As my wife works for television and I work for the Church our house will probably has above average contact and friendship with homosexuals (practising and celibate). Our Christian beliefs have never diminished our friendship or restricted our conversations. We have avoided a patronizing toleration and comfortable pretence. The differences are open and not reconcilable outside the mercy of God. That will not change, and our friends respect that. But those who try to live the Christian life in the midst of their particular temptation see how easily the Church has been shifted by other people’s emotional needs and lobbying. If ‘emotional facts’ can modify the Word of God for other people, ‘Why not me?’ they will reasonably ask.

They will have observed the trend towards ‘doctrinal democracy’ – or to put it more bluntly, if enough people do it, the Church can’t preach against it.

Much more serious is the churches shameful silence on the fate of the unborn child. When was the last time you heard or read an Anglican bishop or priest attacking this country’s wicked laws? The reason is simple. Six million abortions in 33 years means an awful lot of women in the pews have gone through it. The emotional reasoning is therefore that we dare not mention it. By our silence we prevent the next generation from hearing the Word of God and refuse to offer our womenfolk (almost as much victims of the abortion industry as their lost children) the release of penitence and the reconciliation of the requiem. Those who have had the courage to go through that barrier know the incredible liberties on offer and the joy of God’s forgiveness. Who will love God most? ‘The one to whom most is forgiven’ is not the answer to a scriptural riddle but a living reality in the lives of these women.

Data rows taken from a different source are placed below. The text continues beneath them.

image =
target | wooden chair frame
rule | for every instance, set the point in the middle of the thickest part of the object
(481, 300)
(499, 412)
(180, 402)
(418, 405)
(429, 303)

In all these instances the ‘emotional facts’ are plain contrary to the Word of God and, as such, any spiritual intuition that flows therefrom we can know, with certainty, is not of the Holy Spirit. To invest our fragile and fluctuating human feelings with greater authority than the revealed Word of God is to imbibe a toxic cocktail of pride and idolatry. In an individual it is the path to breakdown. In a Church it is the fast-track to disorder, decline and judgment. It may not be comfortable to stand where scriptural Christians stand, but if we are serious about salvation we can do no other.